# PDF mit Java?



## TinyTim (28. Dez 2006)

Hallo,

ich habe ein Programm geschrieben, dass ein mathematisches Problem löst... z.B. quadratische Gleichungen. Das Ergebnis mit dem Lösungsweg habe ich in einem String gespeichert. So weit so gut.

Als EndErgebnis hätte ich gerne eine nette Seite die ausdruckbar und abheftbar ist... also mit Titel, Planskizze (wenn nötig), Aufgabenstellung, Lösungsweg und Lösung.

Besteht irgendwie eine Möglichkeit den einzelne Stringteile und JPegs mit Java auf einer A4 Seite zu plazieren und zu formatieren, sodass ich nur noch die Aufgabe eingeben muss und als Ergebnis eine neue Datei (z.B. PDF) bekomme, die auch noch hübsch aussieht? Mit ner Textdatei funktioniert das wunderbar, aber das sieht halt sehr bescheiden aus 

Hat jemand ne Idee?


----------



## Wildcard (28. Dez 2006)

iText


----------



## André Uhres (28. Dez 2006)

Wenn's nicht unbedingt pdf sein muss, dann könntest du vielleicht auch einfach alles 
auf ein BufferedImage setzen. Das kannst du dann anzeigen und als Bilddatei (jpg) abspeichern.


----------



## TinyTim (28. Dez 2006)

iText hab ich gefudnen, aber irgendwie nicht kappiert. Hat jemand ein Beispiel?

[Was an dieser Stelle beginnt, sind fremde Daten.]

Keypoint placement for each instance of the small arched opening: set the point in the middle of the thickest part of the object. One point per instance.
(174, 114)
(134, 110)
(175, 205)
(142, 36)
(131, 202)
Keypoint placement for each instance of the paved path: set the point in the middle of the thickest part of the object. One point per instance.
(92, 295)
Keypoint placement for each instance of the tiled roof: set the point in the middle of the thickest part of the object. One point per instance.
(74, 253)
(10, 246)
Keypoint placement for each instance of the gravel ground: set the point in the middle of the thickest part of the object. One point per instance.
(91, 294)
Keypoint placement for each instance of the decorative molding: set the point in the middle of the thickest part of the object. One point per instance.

Wie funktioniert das mit dem bufferedimage? Hast du ein codefragment, anhand dem ich sehen kann wie man auf ein bufferedimage schreibt (zeichnet) und wie ich es als jpg speichere?

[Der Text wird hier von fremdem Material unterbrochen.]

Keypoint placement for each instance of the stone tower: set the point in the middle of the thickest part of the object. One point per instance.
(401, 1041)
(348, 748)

Wie funktioniert das dann mit der Auflösung... also, wenn ich es z. B. in A4 mit 150dpi drucken möchte, welche Größe müsste das Image dann haben?


----------



## Oni (28. Dez 2006)

itext hat eigentlich ganz gute tutorial auf der seite.
du findest immer einen beispiel code und dann noch eine pdf-datei wie das ergebnis aussieht.

itext tutorial

guck dir einfach mal das helloworld an, sind ja nur ein paar zeilen code.


----------



## André Uhres (28. Dez 2006)

TinyTim hat gesagt.:
			
		

> ..Wie funktioniert das mit dem bufferedimage? Hast du ein codefragment, anhand dem ich sehen kann wie man auf ein bufferedimage schreibt (zeichnet) und wie ich es als jpg speichere?
> 
> Wie funktioniert das dann mit der Auflösung... also, wenn ich es z. B. in A4 mit 150dpi drucken möchte, welche Größe müsste das Image dann haben?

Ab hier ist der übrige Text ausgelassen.